The same is true for self-service. Reading article after article to find the information you need is not a good customer experience. 

Generative AI can help agents and customers get the answers they need faster and easier. Rather than getting a list of pages that may (or may not) have the answer, AI can pull the relevant details from a knowledge article and answer a question directly as plain text.

For our final example, we’ll go back to our Nation-Wide Web customer, Austin. 

A few months after his interaction with Tawni, his internet is slow again. He remembers they used the mobile app to fix the issue last time, but now he’s locked out of the mobile app. But instead of calling for assistance, he takes a look at the company’s Help Center. Austin uses the search function to ask the following question: “How do I fix a slow internet connection when I’m locked out of my mobile app?” 

Before, Austin would have first needed to find the article on resetting his password and then find the article on using the app to perform a full-system reboot.
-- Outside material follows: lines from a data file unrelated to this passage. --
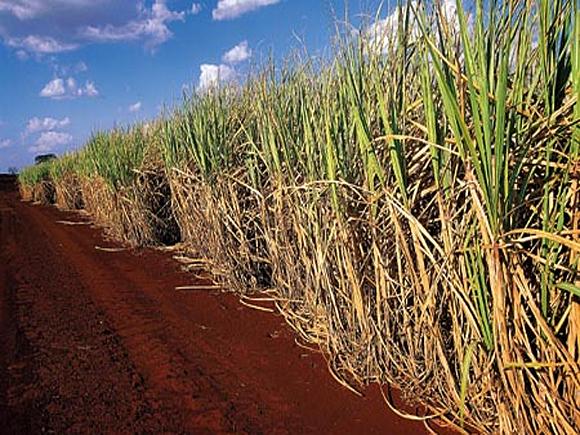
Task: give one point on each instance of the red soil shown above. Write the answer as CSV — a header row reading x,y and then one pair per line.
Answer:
x,y
101,341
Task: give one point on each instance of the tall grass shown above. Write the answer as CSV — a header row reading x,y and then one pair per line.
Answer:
x,y
410,203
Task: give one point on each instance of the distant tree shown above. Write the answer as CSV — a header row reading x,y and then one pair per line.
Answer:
x,y
44,158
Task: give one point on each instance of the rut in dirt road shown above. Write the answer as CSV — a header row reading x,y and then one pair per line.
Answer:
x,y
101,341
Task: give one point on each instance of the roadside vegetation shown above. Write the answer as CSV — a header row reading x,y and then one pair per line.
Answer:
x,y
412,203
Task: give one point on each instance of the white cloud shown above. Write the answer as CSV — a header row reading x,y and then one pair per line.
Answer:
x,y
22,9
53,89
22,55
150,26
58,89
35,125
195,9
90,90
239,53
135,107
49,140
381,35
212,75
230,9
29,9
40,44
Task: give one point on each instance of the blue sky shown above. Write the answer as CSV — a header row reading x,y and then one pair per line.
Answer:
x,y
70,67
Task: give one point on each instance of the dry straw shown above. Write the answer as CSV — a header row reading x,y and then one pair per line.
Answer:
x,y
411,204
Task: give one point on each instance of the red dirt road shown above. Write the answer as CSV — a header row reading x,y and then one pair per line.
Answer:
x,y
95,341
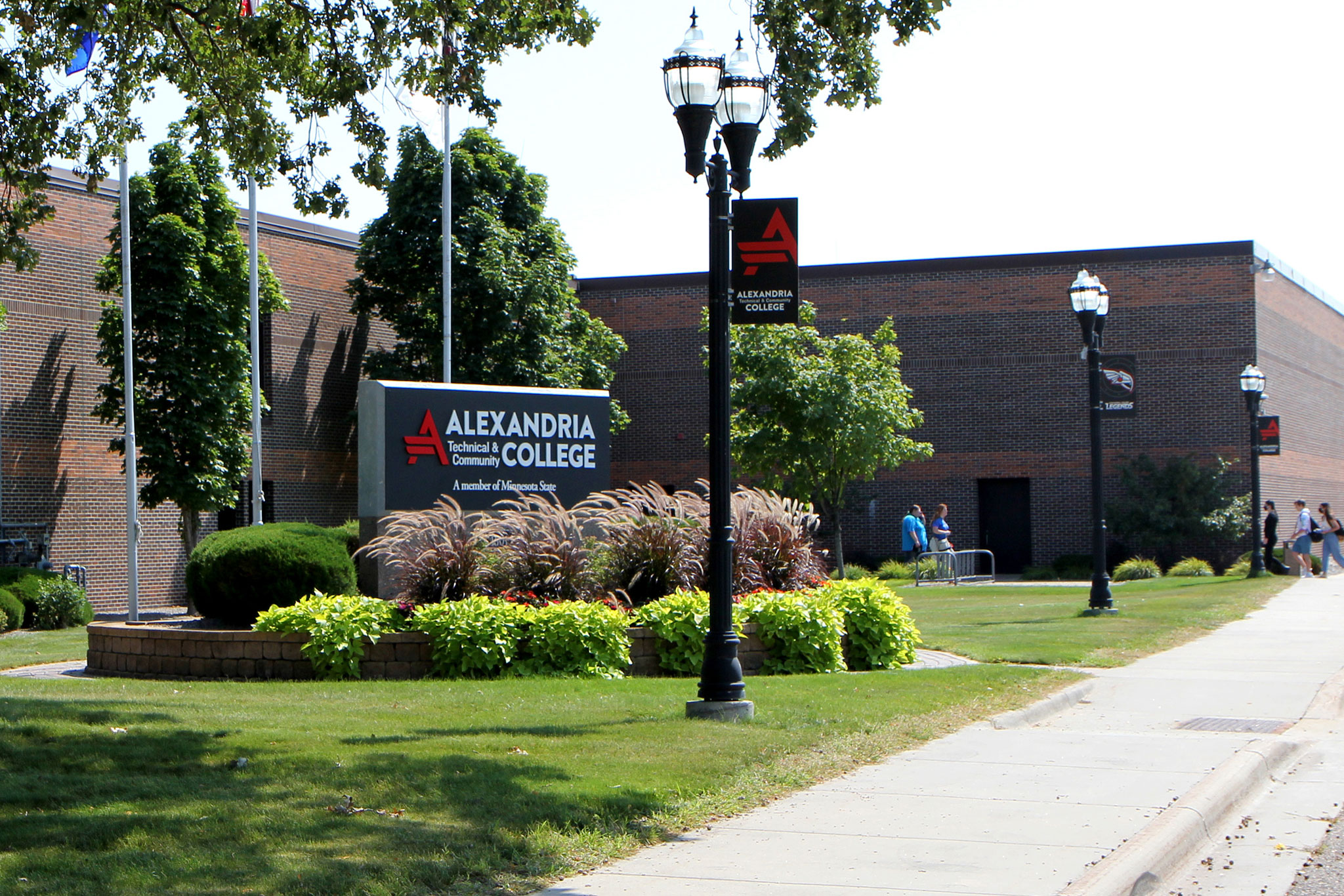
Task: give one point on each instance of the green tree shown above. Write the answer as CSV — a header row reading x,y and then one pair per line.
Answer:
x,y
516,320
326,60
812,413
191,325
1166,507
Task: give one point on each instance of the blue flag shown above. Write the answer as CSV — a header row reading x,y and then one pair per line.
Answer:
x,y
88,39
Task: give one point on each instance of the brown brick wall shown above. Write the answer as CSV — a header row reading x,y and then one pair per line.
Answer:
x,y
1300,340
54,456
991,350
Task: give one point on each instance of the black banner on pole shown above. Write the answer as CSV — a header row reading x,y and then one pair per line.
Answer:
x,y
765,261
1117,384
1268,429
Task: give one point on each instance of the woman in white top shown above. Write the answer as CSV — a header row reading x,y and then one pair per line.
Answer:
x,y
1330,540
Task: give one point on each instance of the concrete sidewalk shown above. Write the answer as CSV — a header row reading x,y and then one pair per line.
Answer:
x,y
1172,754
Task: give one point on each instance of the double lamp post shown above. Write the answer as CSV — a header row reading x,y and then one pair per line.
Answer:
x,y
706,89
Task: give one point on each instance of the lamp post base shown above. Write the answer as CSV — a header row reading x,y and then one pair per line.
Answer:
x,y
721,710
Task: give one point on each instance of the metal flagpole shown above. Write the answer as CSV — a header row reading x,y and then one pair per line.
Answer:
x,y
255,306
448,225
128,350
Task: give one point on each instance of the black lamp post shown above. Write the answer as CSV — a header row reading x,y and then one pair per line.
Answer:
x,y
1092,302
702,89
1253,387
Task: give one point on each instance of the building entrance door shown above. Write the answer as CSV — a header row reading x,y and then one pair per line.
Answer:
x,y
1005,523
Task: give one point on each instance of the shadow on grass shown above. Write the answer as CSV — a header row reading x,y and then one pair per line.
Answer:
x,y
156,809
471,731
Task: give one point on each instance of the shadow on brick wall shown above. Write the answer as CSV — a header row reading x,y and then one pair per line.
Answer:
x,y
34,484
332,421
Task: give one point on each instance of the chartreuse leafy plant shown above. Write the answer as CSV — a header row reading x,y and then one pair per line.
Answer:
x,y
801,630
577,638
337,628
476,637
882,632
679,622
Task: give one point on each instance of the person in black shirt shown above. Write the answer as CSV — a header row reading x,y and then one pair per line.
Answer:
x,y
1272,563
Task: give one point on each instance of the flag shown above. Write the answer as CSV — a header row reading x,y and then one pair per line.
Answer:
x,y
88,39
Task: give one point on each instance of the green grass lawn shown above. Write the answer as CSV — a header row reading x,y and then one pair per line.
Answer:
x,y
503,783
24,648
1024,624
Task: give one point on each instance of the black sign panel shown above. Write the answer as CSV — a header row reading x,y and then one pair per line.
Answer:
x,y
765,261
479,443
1117,384
1268,429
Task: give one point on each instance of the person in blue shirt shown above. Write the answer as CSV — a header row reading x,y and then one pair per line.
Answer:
x,y
914,540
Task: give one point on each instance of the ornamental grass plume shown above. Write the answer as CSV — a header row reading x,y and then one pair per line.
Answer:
x,y
656,540
434,555
542,548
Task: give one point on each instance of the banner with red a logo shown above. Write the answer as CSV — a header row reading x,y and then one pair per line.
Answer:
x,y
765,261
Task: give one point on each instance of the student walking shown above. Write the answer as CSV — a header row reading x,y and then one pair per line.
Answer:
x,y
1272,563
1330,540
914,539
1303,540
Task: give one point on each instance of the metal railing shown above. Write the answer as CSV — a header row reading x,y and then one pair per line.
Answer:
x,y
23,543
955,567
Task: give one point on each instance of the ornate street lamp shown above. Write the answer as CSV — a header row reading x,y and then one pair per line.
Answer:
x,y
1253,387
1092,302
701,89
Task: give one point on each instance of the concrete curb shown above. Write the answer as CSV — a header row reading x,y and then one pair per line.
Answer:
x,y
1188,825
1053,704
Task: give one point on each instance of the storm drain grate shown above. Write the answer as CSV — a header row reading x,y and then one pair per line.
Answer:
x,y
1258,725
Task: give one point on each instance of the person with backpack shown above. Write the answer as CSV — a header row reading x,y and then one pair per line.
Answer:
x,y
914,538
1272,562
1303,539
1330,540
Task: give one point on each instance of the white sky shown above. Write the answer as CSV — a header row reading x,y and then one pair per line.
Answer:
x,y
1020,127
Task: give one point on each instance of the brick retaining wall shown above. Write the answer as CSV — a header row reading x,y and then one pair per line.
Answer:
x,y
182,652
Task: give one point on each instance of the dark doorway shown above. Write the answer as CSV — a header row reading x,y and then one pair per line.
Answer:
x,y
1005,523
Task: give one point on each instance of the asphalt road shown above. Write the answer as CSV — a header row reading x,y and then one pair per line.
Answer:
x,y
1323,874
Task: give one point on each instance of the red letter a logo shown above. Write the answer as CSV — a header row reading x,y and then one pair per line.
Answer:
x,y
428,442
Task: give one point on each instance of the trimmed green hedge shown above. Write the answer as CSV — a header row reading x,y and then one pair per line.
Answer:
x,y
236,574
24,583
11,611
61,603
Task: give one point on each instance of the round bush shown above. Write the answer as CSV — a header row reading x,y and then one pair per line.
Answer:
x,y
234,575
11,611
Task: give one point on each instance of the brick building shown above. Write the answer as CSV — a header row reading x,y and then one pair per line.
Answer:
x,y
54,458
991,350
Now, the contact center’s AI tool generates a personalized response to Austin’s question, pulling together information from multiple articles. “First, click here to request a new password to your mobile app. Once you are logged in, here’s how to use the app to perform a full-system reboot…”  

Austin solved his issue without interacting with an agent and still got a personalized experience. If an agent was the one who needed to find specific information within the knowledge hub, they’d have this same experience.
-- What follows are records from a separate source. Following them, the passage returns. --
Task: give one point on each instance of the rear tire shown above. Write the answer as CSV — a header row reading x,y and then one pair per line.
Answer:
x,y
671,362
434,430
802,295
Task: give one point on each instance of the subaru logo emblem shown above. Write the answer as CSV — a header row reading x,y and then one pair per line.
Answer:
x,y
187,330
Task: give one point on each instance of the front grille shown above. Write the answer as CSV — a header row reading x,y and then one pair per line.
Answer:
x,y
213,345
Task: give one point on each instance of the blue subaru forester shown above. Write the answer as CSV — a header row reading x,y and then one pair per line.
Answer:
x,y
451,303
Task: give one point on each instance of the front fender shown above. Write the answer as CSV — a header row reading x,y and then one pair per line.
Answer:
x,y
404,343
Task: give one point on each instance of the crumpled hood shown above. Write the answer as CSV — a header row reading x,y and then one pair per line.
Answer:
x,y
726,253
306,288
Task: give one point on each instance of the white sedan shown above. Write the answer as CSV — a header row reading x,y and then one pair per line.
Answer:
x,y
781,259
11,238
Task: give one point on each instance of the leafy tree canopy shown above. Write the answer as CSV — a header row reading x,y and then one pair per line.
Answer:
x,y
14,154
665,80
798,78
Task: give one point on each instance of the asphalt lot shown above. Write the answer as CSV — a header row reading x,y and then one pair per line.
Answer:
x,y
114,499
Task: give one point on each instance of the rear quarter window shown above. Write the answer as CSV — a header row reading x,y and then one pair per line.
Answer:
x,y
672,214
Tip: Making your self-service content easy to find and navigate builds customer trust.

Get started with generative contact center AI

By adding generative AI to your contact center, you’re helping everyone get the most out of every service interaction. Your agents get more done with less busy work and your customers get a quick and easy resolution to their problems while having a personalized experience.
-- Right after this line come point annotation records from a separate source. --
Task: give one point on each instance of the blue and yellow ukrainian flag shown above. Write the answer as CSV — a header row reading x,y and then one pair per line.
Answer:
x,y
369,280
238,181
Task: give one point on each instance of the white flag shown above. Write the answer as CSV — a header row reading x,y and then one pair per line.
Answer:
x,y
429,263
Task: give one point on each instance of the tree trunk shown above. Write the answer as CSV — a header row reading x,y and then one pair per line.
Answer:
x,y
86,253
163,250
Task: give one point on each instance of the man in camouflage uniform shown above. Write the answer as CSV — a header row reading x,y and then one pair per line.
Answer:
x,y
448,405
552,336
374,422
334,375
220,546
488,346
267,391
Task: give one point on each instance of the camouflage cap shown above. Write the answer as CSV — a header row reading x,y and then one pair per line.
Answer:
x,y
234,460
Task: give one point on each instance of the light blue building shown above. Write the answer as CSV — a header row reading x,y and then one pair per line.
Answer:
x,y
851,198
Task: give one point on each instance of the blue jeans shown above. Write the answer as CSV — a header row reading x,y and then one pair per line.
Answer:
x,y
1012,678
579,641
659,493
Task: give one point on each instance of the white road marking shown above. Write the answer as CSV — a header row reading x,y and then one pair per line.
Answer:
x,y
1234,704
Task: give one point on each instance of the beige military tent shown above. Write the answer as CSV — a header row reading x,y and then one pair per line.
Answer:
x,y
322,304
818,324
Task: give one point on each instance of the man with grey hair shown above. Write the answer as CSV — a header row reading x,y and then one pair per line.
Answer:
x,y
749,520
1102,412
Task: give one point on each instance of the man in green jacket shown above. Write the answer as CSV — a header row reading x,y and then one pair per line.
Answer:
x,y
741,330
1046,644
What’s the best way to set up for success with generative AI? Start slowly and build your contact center AI program out as your business skills-up on AI. For example, have your agents take Einstein Reply Recommendations for Service on Trailhead and then practice what they learn with one another. Once they’re comfortable, check out how else you can apply generative AI across your contact center

Supercharge your customer service with generative AI

You can scale your customer service with the power of generative AI paired with your customer data and CRM. See how this technology improves efficiency in the contact center and increases customer loyalty.


Ryan Nichols
Ryan Nichols Senior VP, General Manager of Contact Center for Salesforce Service Cloud

Ryan is the SVP and General Manager of Contact Center for Salesforce Service Cloud, leading product management for voice, digital engagement, omnichannel, service intelligence, and bots and driving Salesforce’s overall success in transforming contact centers into digital customer engagement centers. Ryan has spent his career building and growing products that help companies engage with their customers — he’s been part of 5 startups and 4 industry leaders focused on that goal. Ryan has been in and around the Salesforce ecosystem since he attended his first Dreamforce in 2005, as a customer, services partner, ISV partner, and portfolio company. Ryan’s background includes Zendesk, SAP, McKinsey, and the Stanford Graduate School of Business.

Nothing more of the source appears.